Trying to scrape an image using Nokogiri but it returns a link that I was not expecting

81 Views Asked by At

I'm doing a scraping exercise and trying to scrape the poster from a website using Nokogiri.

This is the link that I want to get: https://a.ltrbxd.com/resized/film-poster/5/8/6/7/2/3/586723-glass-onion-a-knives-out-mystery-0-460-0-690-crop.jpg?v=ce7ed2a83f

But instead I got this: https://s.ltrbxd.com/static/img/empty-poster-500.825678f0.png

Why?

This is what I tried:

url = "https://letterboxd.com/film/glass-onion-a-knives-out-mystery/"
serialized_html = URI.open(url).read

html = Nokogiri::HTML.parse(serialized_html)

title = html.search('.headline-1').text.strip
overview = html.search('.truncate p').text.strip
poster = html.search('.film-poster img').attribute('src').value

{
  title: title,
  overview: overview,
  poster_url: poster,
}
2

There are 2 best solutions below

3
javiyu On BEST ANSWER

It has nothing to do with your ruby code.

If you run in your terminal something like

curl https://letterboxd.com/film/glass-onion-a-knives-out-mystery/ 

You can see that the output HTML does not have the images you are looking for. You can see then in your browser because after that initial load some javascript runs and loads more resources.

The ajax call that loads the image you are looking for is https://letterboxd.com/ajax/poster/film/glass-onion-a-knives-out-mystery/std/500x750/?k=0c10a16c

Play with the network inspector of your browser and you will be able to identify the different parts of the website and how each one loads.

2
Jan Vítek On

Nokogiri does not execute Javascript however the link has to be there or at least there has to be a link to some API that returns the link.

First place where I would search for it would be the data attributes of the image element or its parent however in this case it was hidden in an inline script along with some other interesting data about the movie.

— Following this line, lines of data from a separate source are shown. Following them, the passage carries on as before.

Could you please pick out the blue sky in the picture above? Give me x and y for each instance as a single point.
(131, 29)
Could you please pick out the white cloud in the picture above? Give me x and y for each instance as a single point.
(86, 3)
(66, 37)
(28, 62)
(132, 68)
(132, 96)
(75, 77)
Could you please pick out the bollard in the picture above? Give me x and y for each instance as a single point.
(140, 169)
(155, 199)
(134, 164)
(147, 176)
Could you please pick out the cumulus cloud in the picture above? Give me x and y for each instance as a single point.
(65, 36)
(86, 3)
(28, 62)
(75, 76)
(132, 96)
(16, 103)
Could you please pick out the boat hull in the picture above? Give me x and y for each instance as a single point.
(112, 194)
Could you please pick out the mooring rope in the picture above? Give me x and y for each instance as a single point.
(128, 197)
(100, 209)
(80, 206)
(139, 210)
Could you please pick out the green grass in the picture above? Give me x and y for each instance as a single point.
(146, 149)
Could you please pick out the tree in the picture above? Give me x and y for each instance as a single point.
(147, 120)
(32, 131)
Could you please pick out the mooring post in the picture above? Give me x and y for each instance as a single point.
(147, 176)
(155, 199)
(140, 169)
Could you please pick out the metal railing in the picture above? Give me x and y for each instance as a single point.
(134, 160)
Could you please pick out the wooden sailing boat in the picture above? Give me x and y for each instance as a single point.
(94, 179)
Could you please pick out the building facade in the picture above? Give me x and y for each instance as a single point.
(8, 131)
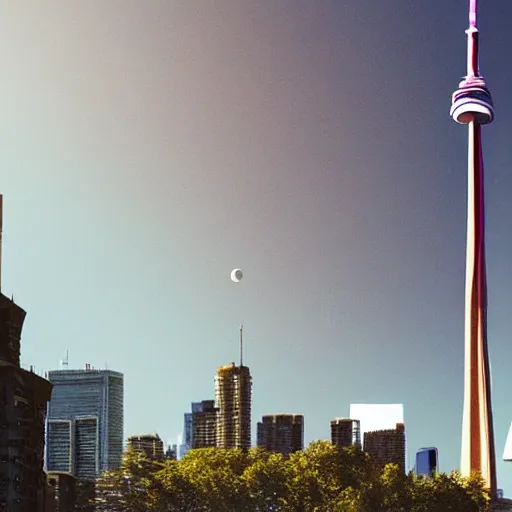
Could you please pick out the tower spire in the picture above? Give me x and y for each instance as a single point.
(472, 105)
(1, 230)
(241, 345)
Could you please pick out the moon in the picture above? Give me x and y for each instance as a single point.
(236, 275)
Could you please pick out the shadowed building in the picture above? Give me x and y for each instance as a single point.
(233, 400)
(204, 424)
(507, 453)
(427, 461)
(23, 399)
(63, 491)
(85, 422)
(386, 446)
(283, 433)
(345, 432)
(149, 444)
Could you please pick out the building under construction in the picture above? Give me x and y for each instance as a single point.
(386, 446)
(23, 399)
(233, 389)
(283, 433)
(345, 432)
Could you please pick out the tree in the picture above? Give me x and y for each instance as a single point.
(318, 479)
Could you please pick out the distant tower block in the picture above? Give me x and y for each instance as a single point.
(282, 433)
(472, 105)
(233, 389)
(345, 432)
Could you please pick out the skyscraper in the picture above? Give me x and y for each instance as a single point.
(386, 446)
(472, 105)
(374, 417)
(204, 424)
(233, 385)
(85, 422)
(283, 433)
(427, 461)
(345, 432)
(23, 399)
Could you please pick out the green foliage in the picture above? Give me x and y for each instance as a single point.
(321, 478)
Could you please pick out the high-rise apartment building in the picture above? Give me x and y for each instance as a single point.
(283, 433)
(204, 424)
(345, 432)
(23, 399)
(427, 461)
(233, 386)
(386, 446)
(149, 444)
(187, 430)
(85, 422)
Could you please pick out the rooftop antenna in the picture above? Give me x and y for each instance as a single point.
(241, 346)
(1, 229)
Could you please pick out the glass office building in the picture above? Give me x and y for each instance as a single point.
(85, 422)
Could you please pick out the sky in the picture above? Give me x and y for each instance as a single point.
(148, 148)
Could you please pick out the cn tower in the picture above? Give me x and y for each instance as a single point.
(472, 105)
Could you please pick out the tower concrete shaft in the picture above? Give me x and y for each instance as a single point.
(472, 105)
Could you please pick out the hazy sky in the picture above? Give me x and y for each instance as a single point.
(149, 147)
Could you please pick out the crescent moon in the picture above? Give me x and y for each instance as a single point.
(236, 275)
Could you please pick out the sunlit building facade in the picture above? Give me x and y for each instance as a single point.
(85, 422)
(233, 390)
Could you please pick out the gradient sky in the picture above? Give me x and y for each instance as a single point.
(147, 148)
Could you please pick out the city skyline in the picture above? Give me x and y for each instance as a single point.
(148, 151)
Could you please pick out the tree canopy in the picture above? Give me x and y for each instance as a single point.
(321, 478)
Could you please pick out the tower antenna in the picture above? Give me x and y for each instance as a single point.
(241, 345)
(472, 105)
(1, 229)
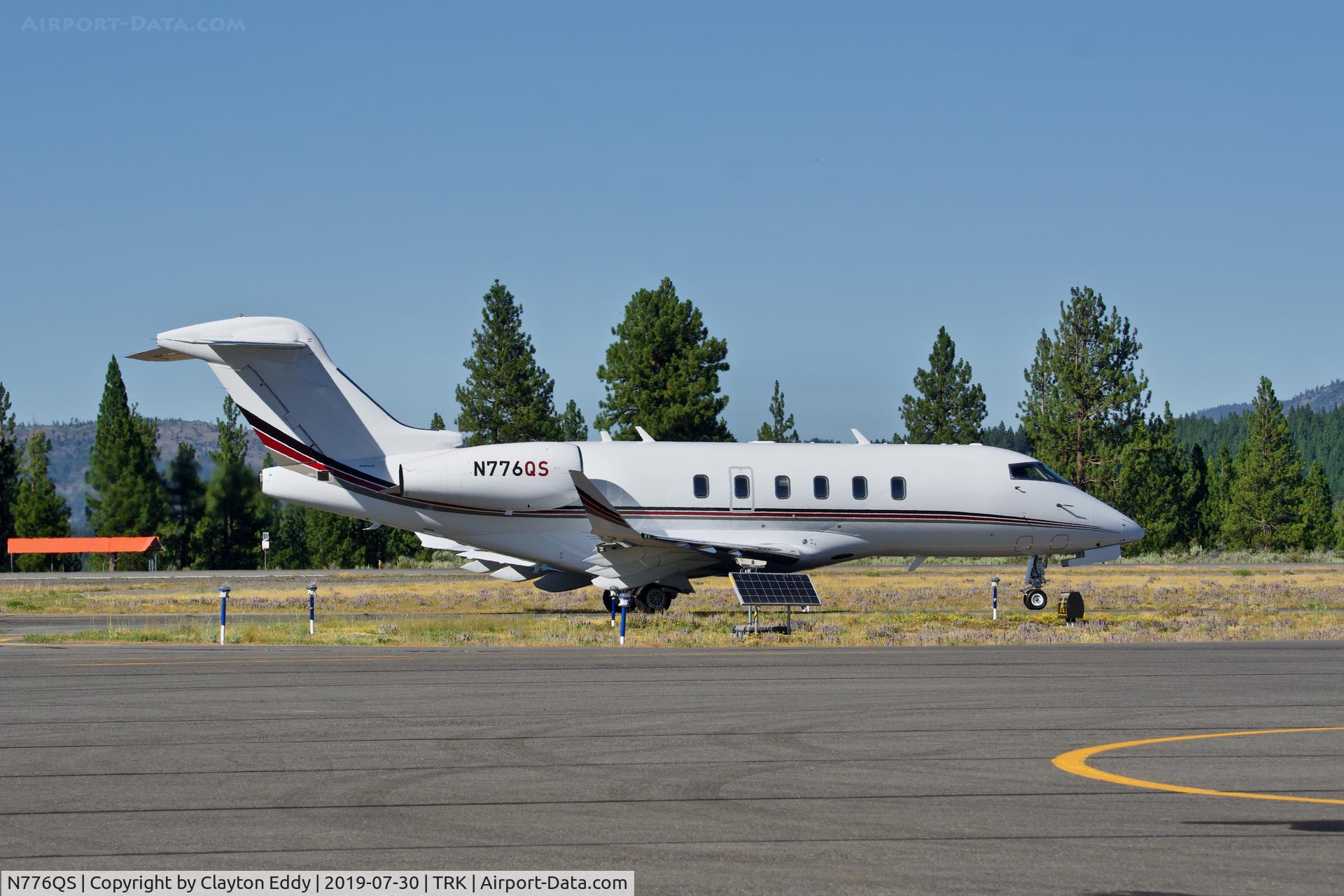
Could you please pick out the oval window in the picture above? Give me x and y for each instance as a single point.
(702, 486)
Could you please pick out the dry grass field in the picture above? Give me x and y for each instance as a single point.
(862, 606)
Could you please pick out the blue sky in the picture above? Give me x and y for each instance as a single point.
(830, 183)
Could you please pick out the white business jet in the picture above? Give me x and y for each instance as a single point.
(636, 519)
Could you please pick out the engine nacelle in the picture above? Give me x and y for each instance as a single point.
(527, 476)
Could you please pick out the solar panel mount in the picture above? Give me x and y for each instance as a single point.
(774, 590)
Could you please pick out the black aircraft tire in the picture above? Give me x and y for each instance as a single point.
(655, 598)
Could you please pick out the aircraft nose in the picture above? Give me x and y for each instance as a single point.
(1126, 530)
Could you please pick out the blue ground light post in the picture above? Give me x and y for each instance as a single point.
(223, 612)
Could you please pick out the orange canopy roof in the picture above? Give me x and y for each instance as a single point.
(137, 545)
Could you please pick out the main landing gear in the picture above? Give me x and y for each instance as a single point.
(650, 598)
(1034, 594)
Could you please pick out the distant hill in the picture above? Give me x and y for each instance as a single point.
(71, 444)
(1323, 398)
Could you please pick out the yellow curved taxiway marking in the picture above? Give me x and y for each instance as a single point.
(1075, 763)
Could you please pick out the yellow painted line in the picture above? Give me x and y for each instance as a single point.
(1075, 763)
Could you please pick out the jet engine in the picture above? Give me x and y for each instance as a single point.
(527, 476)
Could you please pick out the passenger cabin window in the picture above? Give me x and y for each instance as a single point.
(1037, 470)
(702, 486)
(741, 486)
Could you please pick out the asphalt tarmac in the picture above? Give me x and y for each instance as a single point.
(743, 770)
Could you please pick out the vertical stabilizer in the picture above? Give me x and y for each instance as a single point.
(295, 397)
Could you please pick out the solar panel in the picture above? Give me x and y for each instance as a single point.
(774, 589)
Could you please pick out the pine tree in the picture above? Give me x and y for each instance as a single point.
(1214, 508)
(1264, 505)
(38, 511)
(778, 428)
(1151, 481)
(1194, 495)
(949, 409)
(1339, 526)
(130, 496)
(570, 425)
(663, 372)
(229, 533)
(507, 396)
(1317, 511)
(289, 538)
(336, 542)
(186, 504)
(1084, 398)
(10, 451)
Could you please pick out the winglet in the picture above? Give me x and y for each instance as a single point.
(605, 520)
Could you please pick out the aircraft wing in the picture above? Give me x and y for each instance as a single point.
(628, 558)
(488, 562)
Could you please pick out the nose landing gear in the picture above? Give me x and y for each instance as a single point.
(1034, 596)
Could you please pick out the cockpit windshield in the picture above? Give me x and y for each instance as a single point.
(1035, 470)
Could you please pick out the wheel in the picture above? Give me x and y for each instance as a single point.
(655, 598)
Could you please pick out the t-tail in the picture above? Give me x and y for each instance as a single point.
(300, 403)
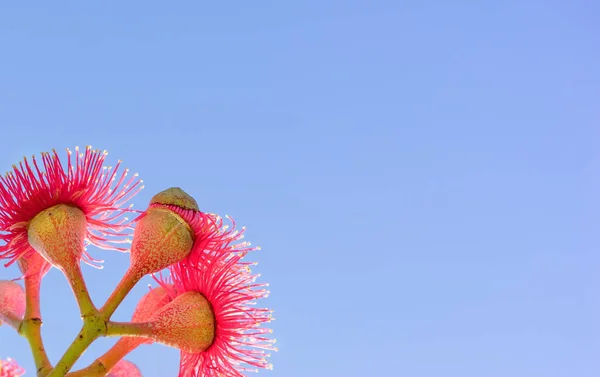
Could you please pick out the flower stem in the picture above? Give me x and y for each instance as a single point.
(32, 322)
(12, 321)
(84, 301)
(93, 327)
(126, 284)
(97, 368)
(106, 362)
(129, 329)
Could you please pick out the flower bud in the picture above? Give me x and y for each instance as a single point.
(161, 237)
(186, 323)
(58, 234)
(12, 301)
(33, 264)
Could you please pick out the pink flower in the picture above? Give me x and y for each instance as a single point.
(8, 368)
(124, 368)
(240, 343)
(97, 191)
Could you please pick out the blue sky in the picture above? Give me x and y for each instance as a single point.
(422, 176)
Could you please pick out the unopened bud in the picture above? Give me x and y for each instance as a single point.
(58, 234)
(186, 323)
(162, 237)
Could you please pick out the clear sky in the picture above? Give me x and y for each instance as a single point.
(422, 176)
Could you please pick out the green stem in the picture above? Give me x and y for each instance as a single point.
(106, 362)
(93, 327)
(130, 329)
(12, 321)
(126, 284)
(96, 369)
(77, 282)
(31, 327)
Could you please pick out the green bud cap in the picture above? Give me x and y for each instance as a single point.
(177, 197)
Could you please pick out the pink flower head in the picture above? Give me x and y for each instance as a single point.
(8, 368)
(84, 183)
(124, 368)
(240, 342)
(211, 235)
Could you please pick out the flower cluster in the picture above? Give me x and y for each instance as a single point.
(205, 303)
(8, 368)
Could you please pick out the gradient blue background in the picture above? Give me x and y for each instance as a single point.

First download the web page using curl or wget and open the file in text editor to see what Nokogiri sees. Search for something you know about the file, I searched for ce7ed2a83f part of the image url and found the JSON.

Then the data can be extracted like this:

require 'nokogiri'
require 'open-uri'
require 'json'

url = "https://letterboxd.com/film/glass-onion-a-knives-out-mystery/"
serialized_html = URI.open(url).read
html = Nokogiri::HTML.parse(serialized_html)

data_str = html.search('script[type="application/ld+json"]').first.to_s.gsub("\n",'').match(/{.*}/).to_s
data = JSON.parse(data_str)
data['image']